Ripploh claims that it is not a gay film at all: "It is a sad film that expresses the longing for a relationship and its impossibility, despite all the humor… I definitely wanted to confront two dead ends: a bourgeois dead end where someone suffocates in pillows, coffee and cake, and a dead end of pseudo-free gay sexuality where you use drugs to blur boundaries but not eliminate them."

In 1987, Ripploh made a sequel, Taxi nach Kairo, which was less successful with critics and audiences.

=== Explicit depiction of gay sexuality ===
The ironic film, which was also perceived as a comedy by some audiences, is remarkable above all for its openness in its portrayal of gay sexuality, (Note: Ripploh spoke of sexual freedom of being a response to suburban life, with boredom at the other end of the spectrum) which was unmatched then and still is today. There are numerous scenes including gay cruising and encounters including unsimulated sex; erect penises could be seen during sexual acts at glory holes in public toilets.

It is the only non-pornographic film in Germany, Austria and German-speaking Switzerland, approved for audiences aged 16 and over, with a scene in which not only fellatio can be seen, but also ejaculation into the partner's mouth followed by swallowing semen in a long, detailed close-up. In this scene (00:42) the director and lead actor Ripploh can be seen having an orgasm.

Elsewhere (01:15:34) the main actor can be seen practicing a golden shower, a similar scene only seen in the thematically related film Savage Nights (Les nuits Fauves) (1992) by Cyril Collard, which is rated 12+ in France and 18+ in Germany, and in which the main actor and director also plays himself.

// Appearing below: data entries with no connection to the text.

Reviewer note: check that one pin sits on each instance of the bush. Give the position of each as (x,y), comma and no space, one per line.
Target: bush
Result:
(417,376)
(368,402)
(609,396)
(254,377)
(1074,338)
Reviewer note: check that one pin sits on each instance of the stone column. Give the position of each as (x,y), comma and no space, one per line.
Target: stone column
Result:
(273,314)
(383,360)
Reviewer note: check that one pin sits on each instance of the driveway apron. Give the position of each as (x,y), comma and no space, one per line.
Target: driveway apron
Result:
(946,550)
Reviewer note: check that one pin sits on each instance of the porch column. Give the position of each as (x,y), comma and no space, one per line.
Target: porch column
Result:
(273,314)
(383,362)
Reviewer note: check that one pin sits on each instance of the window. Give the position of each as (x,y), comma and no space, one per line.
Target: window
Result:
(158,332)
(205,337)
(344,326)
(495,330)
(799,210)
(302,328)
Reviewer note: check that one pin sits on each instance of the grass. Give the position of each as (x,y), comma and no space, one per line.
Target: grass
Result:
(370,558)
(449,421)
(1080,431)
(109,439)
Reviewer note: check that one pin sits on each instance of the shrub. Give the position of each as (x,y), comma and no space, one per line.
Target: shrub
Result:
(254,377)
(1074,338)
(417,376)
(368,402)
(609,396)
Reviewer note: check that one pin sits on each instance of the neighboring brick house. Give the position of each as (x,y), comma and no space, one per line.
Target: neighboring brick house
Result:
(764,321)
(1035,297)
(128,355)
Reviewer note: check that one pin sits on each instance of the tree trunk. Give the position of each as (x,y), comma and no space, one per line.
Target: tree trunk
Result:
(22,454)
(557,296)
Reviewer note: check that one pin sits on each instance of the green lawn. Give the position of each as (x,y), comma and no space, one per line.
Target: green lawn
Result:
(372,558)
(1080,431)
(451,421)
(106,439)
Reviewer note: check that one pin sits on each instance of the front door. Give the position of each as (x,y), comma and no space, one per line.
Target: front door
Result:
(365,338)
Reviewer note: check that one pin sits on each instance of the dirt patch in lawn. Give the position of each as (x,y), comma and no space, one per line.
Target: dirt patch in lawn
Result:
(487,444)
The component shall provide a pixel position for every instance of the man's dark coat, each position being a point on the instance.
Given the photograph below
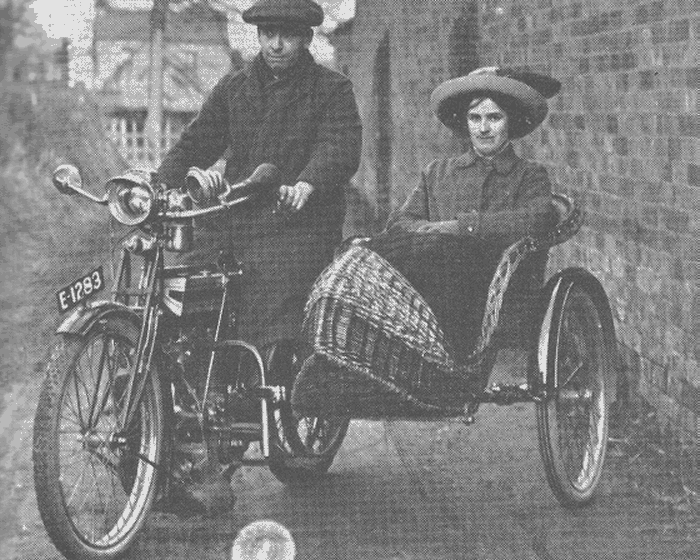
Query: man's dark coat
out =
(306, 123)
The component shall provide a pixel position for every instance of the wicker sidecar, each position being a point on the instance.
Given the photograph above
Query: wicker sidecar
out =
(379, 352)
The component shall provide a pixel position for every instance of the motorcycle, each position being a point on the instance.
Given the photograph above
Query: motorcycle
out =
(150, 389)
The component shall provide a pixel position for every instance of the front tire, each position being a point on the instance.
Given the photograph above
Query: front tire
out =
(301, 447)
(572, 420)
(94, 490)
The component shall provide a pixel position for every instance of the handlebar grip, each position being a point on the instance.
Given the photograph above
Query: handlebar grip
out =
(204, 185)
(208, 186)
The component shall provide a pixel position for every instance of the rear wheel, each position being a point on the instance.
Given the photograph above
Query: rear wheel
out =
(573, 420)
(301, 447)
(95, 478)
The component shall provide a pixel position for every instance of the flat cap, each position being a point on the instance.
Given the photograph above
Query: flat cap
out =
(281, 12)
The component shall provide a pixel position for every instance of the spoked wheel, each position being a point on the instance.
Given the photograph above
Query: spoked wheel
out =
(95, 478)
(301, 447)
(573, 420)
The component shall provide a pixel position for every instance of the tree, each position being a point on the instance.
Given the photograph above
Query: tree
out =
(158, 23)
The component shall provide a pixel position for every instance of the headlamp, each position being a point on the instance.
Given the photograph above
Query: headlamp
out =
(130, 201)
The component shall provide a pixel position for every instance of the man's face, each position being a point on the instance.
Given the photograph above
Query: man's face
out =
(488, 127)
(281, 46)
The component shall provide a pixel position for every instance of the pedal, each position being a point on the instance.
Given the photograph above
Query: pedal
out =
(507, 394)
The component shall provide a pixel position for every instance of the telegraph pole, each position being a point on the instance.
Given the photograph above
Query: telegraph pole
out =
(154, 119)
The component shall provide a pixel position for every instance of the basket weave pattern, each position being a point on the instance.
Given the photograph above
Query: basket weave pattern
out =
(363, 315)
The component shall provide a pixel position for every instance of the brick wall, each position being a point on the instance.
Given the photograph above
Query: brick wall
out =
(622, 136)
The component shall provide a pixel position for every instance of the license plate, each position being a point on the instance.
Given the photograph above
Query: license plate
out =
(80, 289)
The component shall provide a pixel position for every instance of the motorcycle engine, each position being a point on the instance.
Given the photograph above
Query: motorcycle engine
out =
(229, 411)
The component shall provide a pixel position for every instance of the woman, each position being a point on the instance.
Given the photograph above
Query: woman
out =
(387, 343)
(449, 235)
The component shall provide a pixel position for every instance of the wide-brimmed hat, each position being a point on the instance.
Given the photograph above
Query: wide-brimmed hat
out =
(302, 13)
(524, 92)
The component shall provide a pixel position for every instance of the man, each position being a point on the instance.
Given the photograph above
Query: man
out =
(287, 110)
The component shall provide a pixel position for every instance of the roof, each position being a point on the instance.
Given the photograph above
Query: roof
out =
(197, 23)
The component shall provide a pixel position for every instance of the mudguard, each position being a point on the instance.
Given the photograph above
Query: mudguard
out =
(81, 320)
(551, 300)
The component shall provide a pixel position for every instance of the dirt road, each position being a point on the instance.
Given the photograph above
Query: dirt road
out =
(398, 490)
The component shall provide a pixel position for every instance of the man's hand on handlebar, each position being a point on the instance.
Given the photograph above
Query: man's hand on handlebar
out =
(447, 226)
(293, 198)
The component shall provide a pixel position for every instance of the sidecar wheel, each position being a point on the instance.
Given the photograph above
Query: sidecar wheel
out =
(572, 420)
(301, 447)
(95, 488)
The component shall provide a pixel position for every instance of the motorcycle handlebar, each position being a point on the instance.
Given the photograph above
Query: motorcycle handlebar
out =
(208, 186)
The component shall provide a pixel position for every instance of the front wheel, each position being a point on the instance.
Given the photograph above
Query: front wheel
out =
(96, 479)
(577, 355)
(302, 447)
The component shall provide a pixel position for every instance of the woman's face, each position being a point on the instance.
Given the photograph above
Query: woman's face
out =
(488, 127)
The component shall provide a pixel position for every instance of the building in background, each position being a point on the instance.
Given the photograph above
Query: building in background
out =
(622, 136)
(197, 55)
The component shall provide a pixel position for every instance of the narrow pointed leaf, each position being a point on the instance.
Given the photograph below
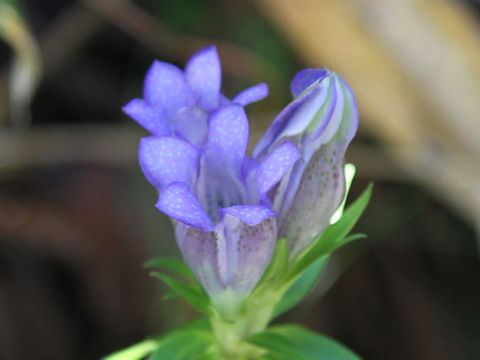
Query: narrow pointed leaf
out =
(134, 352)
(278, 265)
(184, 345)
(302, 286)
(295, 342)
(193, 295)
(174, 265)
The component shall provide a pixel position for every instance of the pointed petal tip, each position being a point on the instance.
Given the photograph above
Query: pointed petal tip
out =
(252, 94)
(204, 75)
(165, 87)
(275, 165)
(304, 78)
(178, 202)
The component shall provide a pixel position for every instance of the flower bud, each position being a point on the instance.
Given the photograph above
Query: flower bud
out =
(321, 120)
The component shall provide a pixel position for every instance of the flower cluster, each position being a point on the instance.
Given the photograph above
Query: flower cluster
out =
(228, 208)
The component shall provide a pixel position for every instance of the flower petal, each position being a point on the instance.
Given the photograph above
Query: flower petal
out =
(165, 159)
(227, 137)
(249, 214)
(287, 123)
(275, 165)
(200, 252)
(204, 75)
(232, 258)
(151, 119)
(177, 201)
(165, 88)
(252, 94)
(191, 124)
(304, 79)
(320, 192)
(247, 253)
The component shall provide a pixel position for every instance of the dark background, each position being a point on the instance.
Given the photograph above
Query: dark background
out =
(77, 218)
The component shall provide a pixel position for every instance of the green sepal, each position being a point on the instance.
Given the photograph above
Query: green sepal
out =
(191, 342)
(134, 352)
(285, 342)
(277, 267)
(335, 235)
(174, 265)
(302, 286)
(193, 294)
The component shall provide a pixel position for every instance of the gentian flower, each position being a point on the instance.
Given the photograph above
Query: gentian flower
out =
(177, 103)
(217, 197)
(321, 120)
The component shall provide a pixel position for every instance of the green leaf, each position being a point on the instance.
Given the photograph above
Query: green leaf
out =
(171, 264)
(335, 234)
(302, 286)
(278, 264)
(349, 171)
(134, 352)
(295, 342)
(187, 344)
(194, 295)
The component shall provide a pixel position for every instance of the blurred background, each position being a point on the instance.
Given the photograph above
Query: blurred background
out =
(77, 218)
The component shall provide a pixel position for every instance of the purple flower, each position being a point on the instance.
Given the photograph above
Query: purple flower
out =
(321, 120)
(218, 198)
(177, 103)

In Austria the film was confiscated, on 17 May 1981, during the preparations for the first gay film festival in Vienna (1982), because of same-sex pornography.

Intended for release in clubs, the film was eventually released commercially. For its theatrical release in the UK, the British Board of Film Classification required that the images of erection, penetration and BDSM be reduced, as well as two scenes be removed: one scene of urolagnia and one where a black-and-white public information film is shown, relating to stranger danger. This meant that the film could not even be exhibited in the newly created R18 category. The film was eventually passed as 18 uncut in 2011.

===Age ratings in other countries===
Finland : K-18

France : -16

United Kingdom : 18 (cut, 1994)

United Kingdom: 18 (uncut, video re-rating 2005)

===Director's Cut===
Before his death, Ripploh was able to complete a director's cut, which was released on DVD in 2002. This is remastered , 16:9 anamorphic widescreen and still mono. As an encore, in addition to all the standards, there is a 23-minute interview with the director about Taxi nach Kairo.

==Critical reception==
The Village Voice hailed it as "the first masterpiece about the mainstream of male gay life". Taxi zum Klo tied with Beau-père in winning the 1981 Boston Society of Film Critics Award for best foreign language film.

==Controversy in Norfolk, Virginia==

After a showing of the film at the Naro Expanded Cinema, a revival house in Norfolk, Virginia, police confiscated a print of the film on Oct. 5, 1983. The film's distributor filed a lawsuit and the print was returned. The Naro's operators were charged with a misdemeanor and received a light fine.